While we believe that the better practice would be to have the
borrower separately represented practical consideration must be
given to the cost of one attorney for the borrower, rather than
two, and the fact that in protecting the lender the attorney will
also protect the borrower. The possible conflict of interest
situation weighed in that frame of reference is so minimal as not
to require us to find it unethical. An attorney for a lending
institution may represent both the institution and the borrower,
providing, of course, that he makes it plain to the borrower that
he is representing the lender also and that, if an unforeseen
conflict does arise, he will advise the borrower so that the latter
can then obtain his own attorney.
As DR 5-105(C) states, the attorney in each case first must
decide that he can properly exercise his independent professional
judgment on behalf of both sides of the transaction. DR 5-105(A),
in referring to when a lawyer should decline employment, says that
he must do so if his independent professional judgment "will be or
is likely to be adversely affected." Paragraph (C) of that rule
uses the language that the lawyer may represent multiple clients
"if he believes that he can adequately represent the interests of
each." Therefore, it is a judgment to be made by each attorney as
the situation arises, and any attempt by this Committee to
promulgate guidelines would be presumptuous and raise the inference
that lawyers could not be trusted to make proper decisions under DR
5-105. Lawyers have been put on notice by the Kamp case and by
decisions of this Committee that they cannot with impunity
represent obviously conflicting positions.

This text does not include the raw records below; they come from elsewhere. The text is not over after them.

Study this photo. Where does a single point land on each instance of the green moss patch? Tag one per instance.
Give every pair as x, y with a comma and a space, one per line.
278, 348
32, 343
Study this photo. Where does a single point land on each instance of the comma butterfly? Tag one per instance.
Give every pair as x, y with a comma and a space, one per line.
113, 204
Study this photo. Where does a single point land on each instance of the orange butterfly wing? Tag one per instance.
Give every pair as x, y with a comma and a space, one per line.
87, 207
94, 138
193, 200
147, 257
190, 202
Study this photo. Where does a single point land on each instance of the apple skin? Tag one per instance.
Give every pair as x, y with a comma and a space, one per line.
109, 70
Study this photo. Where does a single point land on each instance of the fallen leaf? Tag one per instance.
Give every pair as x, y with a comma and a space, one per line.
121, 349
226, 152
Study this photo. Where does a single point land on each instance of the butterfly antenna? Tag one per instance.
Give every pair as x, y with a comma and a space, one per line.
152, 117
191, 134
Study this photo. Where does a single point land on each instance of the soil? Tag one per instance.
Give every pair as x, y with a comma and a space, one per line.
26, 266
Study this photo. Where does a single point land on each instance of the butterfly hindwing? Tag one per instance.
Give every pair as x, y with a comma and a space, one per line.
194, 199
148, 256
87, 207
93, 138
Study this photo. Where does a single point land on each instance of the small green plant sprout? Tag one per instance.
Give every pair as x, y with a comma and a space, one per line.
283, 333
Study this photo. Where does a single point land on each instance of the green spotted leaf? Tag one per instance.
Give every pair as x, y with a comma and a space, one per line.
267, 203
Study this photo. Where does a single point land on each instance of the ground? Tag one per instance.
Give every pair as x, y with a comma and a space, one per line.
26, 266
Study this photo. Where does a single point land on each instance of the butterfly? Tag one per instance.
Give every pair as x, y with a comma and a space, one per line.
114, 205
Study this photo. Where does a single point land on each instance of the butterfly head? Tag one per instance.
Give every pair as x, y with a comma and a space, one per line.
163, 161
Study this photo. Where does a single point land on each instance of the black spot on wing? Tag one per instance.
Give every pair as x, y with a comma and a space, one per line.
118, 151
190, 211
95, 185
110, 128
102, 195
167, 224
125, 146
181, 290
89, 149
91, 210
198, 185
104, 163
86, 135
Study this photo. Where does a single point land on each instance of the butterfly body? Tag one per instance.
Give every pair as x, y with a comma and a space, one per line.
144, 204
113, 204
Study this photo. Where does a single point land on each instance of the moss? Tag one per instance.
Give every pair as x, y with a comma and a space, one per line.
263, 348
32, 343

It seems to us that this Committee should not suggest or
approve any form of letter from attorney to client but that it
should be left to each individual attorney to make clear to the
client that he is representing both parties.
The inquirer also asks whether the situation would be
different if the attorney for the lending institution were also one
of its directors. We think not. While as a director he might pass
upon the loan and its terms, his responsibilities as an attorney
are entirely different. See our Opinion 229, 95 N.J.L.J. 81 (1972).
We do conclude, however, that one attorney should not
represent both parties in connection with the preparation and
execution of a contract of sale. Generally, it is at this stage of
negotiations for the sale of property that a buyer and a seller
have their greatest difficulties. Their interests are in conflict
if for no other reason than the buyer wishes to obtain the property
as cheaply as possible and the seller wishes to get the highest
price. At this juncture, also, there can and frequently do arise
disputes concerning fixtures to be left in the premises, assumption
of mortgages, mortgage contingencies, and other matters in which
there can be serious disagreements, in all of which the interests
of the buyer and seller will be diametrically opposed.
There are many reported cases which illustrate these problems
and we cite but two, Winter v. Toldt, 32 N.J. Super. 443 (App. Div.
l954), and Clark v. Jelsma, 40 N.J. Super. 58 (App. Div. 1955).
While these are both suits by real estate brokers, they provide
examples of disputes between parties as to the provisions of a
contract of sale.
Further difficulties are presented if the same attorney tries
to represent both parties at the closing, where there may be
disputes about the changed condition of the property between the
date of the contract of sale and the closing, adjustments of taxes
and assessments, and escrow funds. Other matters might be
mentioned, but these suffice to point up the danger involved. In
such situations, the attorney cannot exercise his independent
professional judgment in behalf of one client without adversely
affecting the other. DR 5-105(A).
We, therefore, conclude that, assuming full disclosure and
consent, the practice of one attorney representing both the
borrower and the lender may present problems in some instances, but
is not unethical and is not precluded by decisional law and should
be approached with great caution. However, the representation of a
buyer and a seller in connection with the preparation and execution
of a contract of sale of real property is so fraught with obvious
situations where a conflict may arise that one attorney shall not
undertake to represent both parties in such a situation.